From the living room came the loud drumming of the player piano. The instrument had not been much in use since the death of Janice's mother. Somehow it seemed to both Janice and daddy that they did not care to hear the piano that mother played so frequently for them in the evening.

But the instrument was in use now—no mistaking it. There are different ways of playing a mechanical piano. Delia's way was to get all the noise out of it that was possible.

Janice ran downstairs in some vexation. There was no particular crime in the new girl's using the instrument, even without asking permission. Yet when there was so much to do about the house and, as she saw plainly, there had been so little done, Janice was vexed enough to give Delia a good talking to.

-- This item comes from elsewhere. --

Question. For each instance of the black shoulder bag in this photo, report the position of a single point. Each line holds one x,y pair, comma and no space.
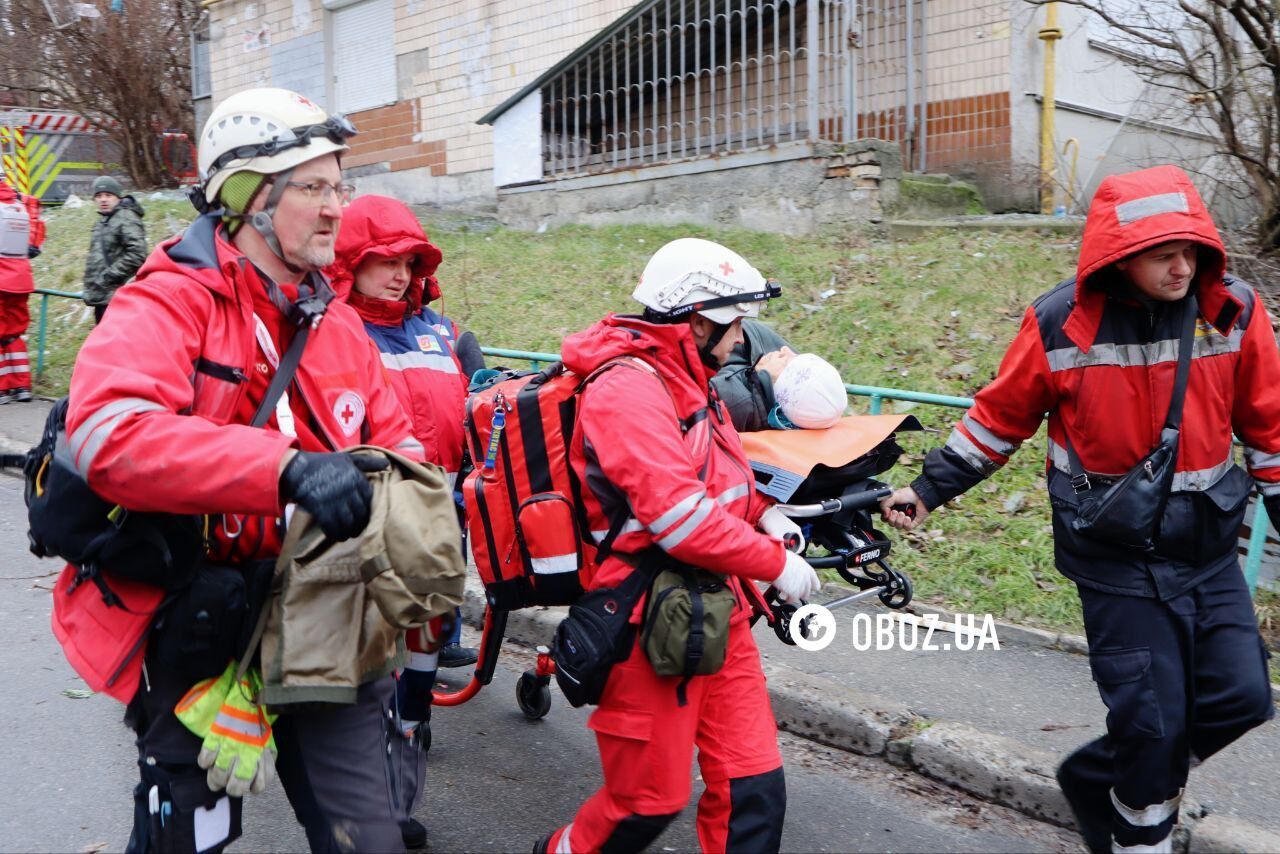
67,519
1130,508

And then she hesitated with her hand on the knob of the living-room door. If she got Delia angry the woman might leave as abruptly as Olga Cedarstrom had left. It was a thought suggesting tragedy. Janice waited to calm herself while the new girl pumped away on the piano in a perfect anvil chorus.

Janice opened the door. By the number of rolls spread out on the top of the piano it was plain that Delia had played more music than she had done housework. The Garibaldi March came to a noisy conclusion."

"Oh, my!" sighed Delia, in her squeaky voice, "ain't that wonderful?"

"I should say it was," Janice said quickly. "Wonderful, indeed!"

"Oh!" shrieked Delia, flopping around on the bench and glaring at
Janice, one hand clutching at her bosom. "You scare't me."

"I think you ought to be scared. Your vegetables were boiling over, Delia."

"Oh, you came in so sudden!" gasped the big woman. "I—I've got a weak heart. You oughtn't to scare me so. I can see mebbe that Swede girl had a hard time here. There is more than cats is the matter. And that woman next door has been around to find out how her cat's leg come broke."